Now it is asserted and held by the majority that there is still an open liability and that under this amendment the right is reserved to maintain suits at law upon claims for any kind of disability for which compensation has not been specifically provided under the Workmen's Compensation Law.
The majority opinion states that Section 1465-70, General Code, should not be given a wider scope than it had when originally enacted, and that it did not then embrace occupational diseases in its terms. However, by the subsequent enactment of Section 1465-69b, General Code, the Legislature extended such exemption of employers from liability so as to include exemption from suit for damages for disability resulting from occupational disease. The effect of the decision in this case is to hold these statutory provisions unconstitutional.

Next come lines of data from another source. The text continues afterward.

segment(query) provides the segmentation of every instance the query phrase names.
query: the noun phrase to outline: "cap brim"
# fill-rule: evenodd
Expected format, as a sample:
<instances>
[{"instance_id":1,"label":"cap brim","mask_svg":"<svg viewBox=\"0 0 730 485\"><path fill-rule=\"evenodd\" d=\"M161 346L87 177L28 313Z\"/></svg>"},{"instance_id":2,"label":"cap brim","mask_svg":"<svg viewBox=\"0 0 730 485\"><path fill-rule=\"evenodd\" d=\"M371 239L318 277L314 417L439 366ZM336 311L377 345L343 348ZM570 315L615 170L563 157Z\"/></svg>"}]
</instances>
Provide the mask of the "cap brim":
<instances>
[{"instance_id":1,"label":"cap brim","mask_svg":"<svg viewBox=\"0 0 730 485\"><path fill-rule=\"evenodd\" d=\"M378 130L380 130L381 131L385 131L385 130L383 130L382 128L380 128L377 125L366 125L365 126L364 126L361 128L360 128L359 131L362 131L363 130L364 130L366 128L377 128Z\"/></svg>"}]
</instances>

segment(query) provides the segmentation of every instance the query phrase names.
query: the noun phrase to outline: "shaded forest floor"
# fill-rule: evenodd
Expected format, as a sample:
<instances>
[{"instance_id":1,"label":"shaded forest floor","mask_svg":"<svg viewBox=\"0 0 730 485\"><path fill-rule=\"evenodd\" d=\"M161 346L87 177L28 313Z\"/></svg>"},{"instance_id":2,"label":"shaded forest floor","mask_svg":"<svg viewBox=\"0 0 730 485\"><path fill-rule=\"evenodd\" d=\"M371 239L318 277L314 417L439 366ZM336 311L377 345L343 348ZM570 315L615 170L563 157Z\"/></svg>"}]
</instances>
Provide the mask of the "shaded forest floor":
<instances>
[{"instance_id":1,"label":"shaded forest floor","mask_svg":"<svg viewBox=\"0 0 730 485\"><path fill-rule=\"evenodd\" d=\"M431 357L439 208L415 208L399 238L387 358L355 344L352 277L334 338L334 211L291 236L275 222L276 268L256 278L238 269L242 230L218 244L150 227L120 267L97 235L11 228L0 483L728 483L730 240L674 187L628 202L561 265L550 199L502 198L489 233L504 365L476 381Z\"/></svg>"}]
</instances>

Numerous practical questions will arise as a result of the decision in this case. For instance, under the provisions of Section 1465-68a, General Code, as amended since these cases were instituted, silicosis has been included with compensable occupational diseases; but compensation is to be awarded only if the employee has been subjected to injurious exposure to silica dust for periods aggregating five years. Under this decision, an action at law without limitation in amount of recovery may be maintained by employees suffering from silicosis who had been exposed to silica dust less than five years, for their disability is not compensable under the Workmen's Compensation Law. This is only illustrative of the many similar potential situations created by the decision in this case.
Paraphrasing the language of an eminent jurist in a recentcause celebre, it may be well stated that if experience *Page 211 
is any guide the present decision will give momentum to kindred litigation and reliance upon it far beyond the scope of the special facts of this case, for legal doctrines have, in an odd kind of way, the faculty of self-generating extension.